Quillen geht vorüber und schleift die Leiche von Daddy Big hinter sich her.
Passt auf! Passt auf! Und ihn kann ich sehen, dieses Kid, das aus seinem Versteck spurtet, einem Wandschrank, und mit einer abgesägten Schrotflinte genau zwischen sie springt.

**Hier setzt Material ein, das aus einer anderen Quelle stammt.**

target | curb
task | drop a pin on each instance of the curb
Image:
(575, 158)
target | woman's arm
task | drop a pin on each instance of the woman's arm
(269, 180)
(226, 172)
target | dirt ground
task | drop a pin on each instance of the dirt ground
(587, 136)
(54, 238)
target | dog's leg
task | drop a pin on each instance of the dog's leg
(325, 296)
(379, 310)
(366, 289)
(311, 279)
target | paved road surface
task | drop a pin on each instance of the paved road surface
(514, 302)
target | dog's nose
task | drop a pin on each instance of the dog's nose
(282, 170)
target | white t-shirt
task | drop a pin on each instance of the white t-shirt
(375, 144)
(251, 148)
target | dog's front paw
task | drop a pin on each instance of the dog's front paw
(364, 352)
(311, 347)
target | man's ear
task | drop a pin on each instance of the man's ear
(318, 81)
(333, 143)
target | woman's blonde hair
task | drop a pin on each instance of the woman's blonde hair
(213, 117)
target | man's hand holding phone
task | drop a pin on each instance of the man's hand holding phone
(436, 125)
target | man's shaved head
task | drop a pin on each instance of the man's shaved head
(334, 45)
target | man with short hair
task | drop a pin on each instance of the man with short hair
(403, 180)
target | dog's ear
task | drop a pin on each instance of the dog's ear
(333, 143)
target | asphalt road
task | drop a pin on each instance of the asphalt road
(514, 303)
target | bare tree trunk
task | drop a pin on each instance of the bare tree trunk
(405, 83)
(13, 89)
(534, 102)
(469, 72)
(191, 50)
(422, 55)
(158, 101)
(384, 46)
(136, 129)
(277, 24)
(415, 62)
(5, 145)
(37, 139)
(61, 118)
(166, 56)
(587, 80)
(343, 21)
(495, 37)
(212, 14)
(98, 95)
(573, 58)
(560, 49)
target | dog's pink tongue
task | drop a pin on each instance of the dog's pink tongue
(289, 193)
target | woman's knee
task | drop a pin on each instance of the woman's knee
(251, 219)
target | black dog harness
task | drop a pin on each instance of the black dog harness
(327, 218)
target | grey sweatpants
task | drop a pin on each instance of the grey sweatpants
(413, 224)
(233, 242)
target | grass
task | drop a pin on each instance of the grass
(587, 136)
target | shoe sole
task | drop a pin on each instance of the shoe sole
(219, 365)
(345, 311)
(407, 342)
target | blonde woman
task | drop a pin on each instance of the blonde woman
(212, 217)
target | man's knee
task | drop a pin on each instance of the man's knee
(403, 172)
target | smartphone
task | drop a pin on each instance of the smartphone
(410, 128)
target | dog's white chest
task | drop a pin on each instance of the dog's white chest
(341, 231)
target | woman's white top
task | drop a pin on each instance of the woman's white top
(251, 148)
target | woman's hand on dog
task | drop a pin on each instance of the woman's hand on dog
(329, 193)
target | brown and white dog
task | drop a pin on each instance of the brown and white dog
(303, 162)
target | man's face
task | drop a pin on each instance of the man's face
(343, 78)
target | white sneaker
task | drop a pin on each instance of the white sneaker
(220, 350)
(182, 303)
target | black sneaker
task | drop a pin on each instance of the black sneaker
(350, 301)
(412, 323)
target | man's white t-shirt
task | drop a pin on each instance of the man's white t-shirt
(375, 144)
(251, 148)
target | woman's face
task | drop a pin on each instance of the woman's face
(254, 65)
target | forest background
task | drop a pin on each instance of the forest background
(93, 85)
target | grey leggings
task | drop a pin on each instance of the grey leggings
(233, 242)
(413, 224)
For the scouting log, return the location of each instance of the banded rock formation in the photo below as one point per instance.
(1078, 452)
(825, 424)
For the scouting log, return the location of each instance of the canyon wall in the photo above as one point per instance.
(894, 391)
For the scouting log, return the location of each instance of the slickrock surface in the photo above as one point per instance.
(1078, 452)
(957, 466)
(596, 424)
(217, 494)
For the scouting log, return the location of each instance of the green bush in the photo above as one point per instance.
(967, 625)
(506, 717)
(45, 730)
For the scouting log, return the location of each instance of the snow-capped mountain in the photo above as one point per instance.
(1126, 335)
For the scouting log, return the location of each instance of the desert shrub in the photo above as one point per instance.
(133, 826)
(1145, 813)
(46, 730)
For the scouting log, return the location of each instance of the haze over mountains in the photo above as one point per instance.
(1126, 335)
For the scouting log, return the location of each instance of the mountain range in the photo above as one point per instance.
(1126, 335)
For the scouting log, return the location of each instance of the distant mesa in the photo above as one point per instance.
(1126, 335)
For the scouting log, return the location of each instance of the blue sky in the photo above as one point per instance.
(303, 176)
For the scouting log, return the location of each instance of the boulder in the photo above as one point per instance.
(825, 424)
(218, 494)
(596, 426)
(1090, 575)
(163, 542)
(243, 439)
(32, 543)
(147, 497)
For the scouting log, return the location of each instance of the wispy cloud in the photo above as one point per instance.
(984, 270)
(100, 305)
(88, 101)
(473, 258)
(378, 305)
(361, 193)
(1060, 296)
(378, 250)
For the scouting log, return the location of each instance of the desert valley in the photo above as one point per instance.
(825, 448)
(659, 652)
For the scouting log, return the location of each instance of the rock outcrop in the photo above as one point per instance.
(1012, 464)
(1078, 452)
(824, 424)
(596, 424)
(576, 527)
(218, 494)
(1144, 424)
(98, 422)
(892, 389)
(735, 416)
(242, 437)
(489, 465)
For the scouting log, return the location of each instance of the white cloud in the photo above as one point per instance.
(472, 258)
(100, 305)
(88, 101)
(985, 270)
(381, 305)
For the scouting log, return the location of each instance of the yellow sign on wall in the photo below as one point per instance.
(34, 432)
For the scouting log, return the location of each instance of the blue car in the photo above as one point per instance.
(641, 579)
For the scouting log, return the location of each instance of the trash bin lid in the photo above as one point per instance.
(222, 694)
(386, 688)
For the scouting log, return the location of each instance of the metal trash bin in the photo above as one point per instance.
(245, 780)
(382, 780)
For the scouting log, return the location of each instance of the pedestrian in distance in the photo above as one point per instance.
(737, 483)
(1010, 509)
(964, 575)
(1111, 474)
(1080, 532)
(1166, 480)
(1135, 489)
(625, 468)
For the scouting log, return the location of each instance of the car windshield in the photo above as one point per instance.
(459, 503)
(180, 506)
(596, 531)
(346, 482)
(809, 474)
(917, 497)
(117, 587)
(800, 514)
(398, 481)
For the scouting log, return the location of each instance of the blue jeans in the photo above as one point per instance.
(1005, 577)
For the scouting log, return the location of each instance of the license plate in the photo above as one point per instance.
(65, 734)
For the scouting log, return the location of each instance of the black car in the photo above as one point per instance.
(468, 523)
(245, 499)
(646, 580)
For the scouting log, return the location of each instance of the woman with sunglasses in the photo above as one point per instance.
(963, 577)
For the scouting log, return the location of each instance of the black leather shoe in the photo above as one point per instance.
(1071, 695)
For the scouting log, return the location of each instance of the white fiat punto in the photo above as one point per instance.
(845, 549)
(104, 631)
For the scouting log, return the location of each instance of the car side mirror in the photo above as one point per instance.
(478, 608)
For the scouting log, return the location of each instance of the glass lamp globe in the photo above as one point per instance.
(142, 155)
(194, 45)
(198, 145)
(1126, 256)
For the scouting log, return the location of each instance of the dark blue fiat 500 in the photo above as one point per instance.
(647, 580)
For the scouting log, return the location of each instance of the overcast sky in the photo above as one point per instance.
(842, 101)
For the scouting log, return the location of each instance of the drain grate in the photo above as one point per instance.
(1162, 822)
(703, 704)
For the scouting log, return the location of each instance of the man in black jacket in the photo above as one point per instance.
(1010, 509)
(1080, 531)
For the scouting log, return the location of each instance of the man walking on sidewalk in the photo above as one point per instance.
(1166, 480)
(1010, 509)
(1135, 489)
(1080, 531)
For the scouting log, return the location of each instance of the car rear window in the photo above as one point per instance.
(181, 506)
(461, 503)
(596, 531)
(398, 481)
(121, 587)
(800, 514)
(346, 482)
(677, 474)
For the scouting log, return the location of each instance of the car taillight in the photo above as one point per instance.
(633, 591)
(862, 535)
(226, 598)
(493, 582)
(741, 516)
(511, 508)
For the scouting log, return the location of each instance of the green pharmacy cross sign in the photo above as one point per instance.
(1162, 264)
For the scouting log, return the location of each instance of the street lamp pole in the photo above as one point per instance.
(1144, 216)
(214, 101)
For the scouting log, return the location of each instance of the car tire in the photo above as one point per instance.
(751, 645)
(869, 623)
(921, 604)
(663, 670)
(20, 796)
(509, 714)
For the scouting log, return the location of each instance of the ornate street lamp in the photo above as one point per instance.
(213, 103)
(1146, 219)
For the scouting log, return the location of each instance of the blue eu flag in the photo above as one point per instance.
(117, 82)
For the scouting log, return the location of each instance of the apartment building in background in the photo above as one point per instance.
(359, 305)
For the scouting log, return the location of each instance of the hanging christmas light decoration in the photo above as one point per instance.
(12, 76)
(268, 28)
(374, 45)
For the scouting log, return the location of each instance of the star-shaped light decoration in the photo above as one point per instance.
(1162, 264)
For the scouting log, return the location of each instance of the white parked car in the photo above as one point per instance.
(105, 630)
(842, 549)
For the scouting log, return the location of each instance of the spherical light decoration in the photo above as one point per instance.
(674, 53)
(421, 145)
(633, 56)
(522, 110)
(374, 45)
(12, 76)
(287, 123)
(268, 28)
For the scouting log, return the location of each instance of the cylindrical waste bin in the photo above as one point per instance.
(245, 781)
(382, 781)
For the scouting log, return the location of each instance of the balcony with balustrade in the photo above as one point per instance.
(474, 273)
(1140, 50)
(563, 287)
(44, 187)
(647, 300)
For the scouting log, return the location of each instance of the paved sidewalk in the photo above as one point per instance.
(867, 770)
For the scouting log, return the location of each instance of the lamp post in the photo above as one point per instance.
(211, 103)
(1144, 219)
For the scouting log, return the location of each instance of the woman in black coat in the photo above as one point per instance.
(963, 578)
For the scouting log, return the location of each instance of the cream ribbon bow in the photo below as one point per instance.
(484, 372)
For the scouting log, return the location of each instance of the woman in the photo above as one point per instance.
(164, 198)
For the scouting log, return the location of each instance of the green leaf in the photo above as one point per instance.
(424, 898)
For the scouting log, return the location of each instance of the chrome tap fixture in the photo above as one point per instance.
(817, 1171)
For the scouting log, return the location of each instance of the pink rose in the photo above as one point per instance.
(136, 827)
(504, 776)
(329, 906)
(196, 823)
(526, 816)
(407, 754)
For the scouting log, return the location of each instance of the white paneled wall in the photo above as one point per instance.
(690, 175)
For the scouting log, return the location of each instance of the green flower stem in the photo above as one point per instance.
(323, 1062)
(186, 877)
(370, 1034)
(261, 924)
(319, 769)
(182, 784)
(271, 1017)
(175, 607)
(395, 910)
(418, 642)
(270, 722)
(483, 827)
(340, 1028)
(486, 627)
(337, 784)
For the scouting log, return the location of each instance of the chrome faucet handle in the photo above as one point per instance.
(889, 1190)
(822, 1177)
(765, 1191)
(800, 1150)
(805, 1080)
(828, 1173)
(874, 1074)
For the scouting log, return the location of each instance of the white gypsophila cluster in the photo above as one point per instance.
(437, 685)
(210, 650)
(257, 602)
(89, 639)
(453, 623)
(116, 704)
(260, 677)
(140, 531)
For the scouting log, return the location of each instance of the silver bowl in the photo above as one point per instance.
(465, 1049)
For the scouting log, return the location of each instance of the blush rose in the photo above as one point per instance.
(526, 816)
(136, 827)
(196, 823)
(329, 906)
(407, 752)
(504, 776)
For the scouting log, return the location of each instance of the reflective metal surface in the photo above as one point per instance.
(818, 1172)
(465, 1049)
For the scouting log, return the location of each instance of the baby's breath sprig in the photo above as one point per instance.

Gangsta!, brüllt er und feuert beide Läufe ab, aber CK bringt ihn mit einem klassischen Mozambique zur Strecke: Zwei Schüsse in die Brust, einen in den Kopf. Bläst den Jungen regelrecht aus den Schuhen. Der Schwachkopf hat sein Leben riskiert, um eine Ladung Schrot in die Decke zu ballern.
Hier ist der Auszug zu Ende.